US, UK intelligence fomenting instability near southern borders of CIS, says FSB chief
Toward this end, recruitment is underway of militants from international terrorist organizations operating in Iraq, Syria, and a number of other Asian and African countries, as well as their redeployment to Afghanistan’s north, Alexander Bortnikov said
BAKU, October 11. /TASS/. Russian Federal Security Service (FSB) Director Alexander Bortnikov has noted the active role of American and British intelligence services in fomenting a "belt of instability" in Afghanistan near the southern borders of the Commonwealth of Independent States (CIS), where the Al-Qaeda and Islamic State (IS) terrorist groups (outlawed in Russia) are being reinforced.
"The US and British intelligence services are playing the leading role in destabilizing the situation in the vicinity of Afghanistan. The CIA and MI6 are restoring their intelligence presence in a number of Afghanistan’s key provinces. The possibility of re-establishing US bases in the country is being considered," he stressed at a meeting of the CIS Council of Heads of Security Agencies and Special Services, which is taking place under his chairmanship in the Azerbaijani capital of Baku. That said, according to Bortnikov, the Western intel agencies continue to foster dissent within the leadership of Afghanistan’s ruling Taliban movement (outlawed in Russia) and undermine Kabul’s efforts to restore the national economy and implement infrastructure projects with the participation of third countries.
"The main efforts are focused on shaping ‘the belt of instability’ on the CIS’ southern borders.
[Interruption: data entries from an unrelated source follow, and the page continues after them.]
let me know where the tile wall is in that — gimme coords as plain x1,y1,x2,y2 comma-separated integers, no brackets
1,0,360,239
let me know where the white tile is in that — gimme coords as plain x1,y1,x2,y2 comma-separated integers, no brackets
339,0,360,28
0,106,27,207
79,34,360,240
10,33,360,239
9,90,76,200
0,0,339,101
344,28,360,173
Toward this end, recruitment is underway of militants from international terrorist organizations operating in Iraq, Syria, and a number of other Asian and African countries, as well as their redeployment to Afghanistan’s north. At several training camps, the bandits are trained to use modern weapons, including from the arsenals left behind by the Western coalition, drones, and cutting-edge means of communication and reconnaissance," the FSB chief said.
"We are noting the growing role of Al-Qaeda, which together with a local IS affiliate, Wilayat Khorasan (outlawed in Russia), is actively participating in providing training, indoctrination and material and technical support for groups under their control," Bortnikov pointed out.
"In connection with this, we see it as entirely predictable that the US and NATO have precisely now, under the guise of containing the Afghan terrorist threat, begun actively foisting their services for military, technical and border security assistance on our [CIS] partners among the Central Asian republics. We are confident that their goal is to militarily colonize the CIS space and introduce new lines of division between [CIS member states]," Bortnikov emphasized.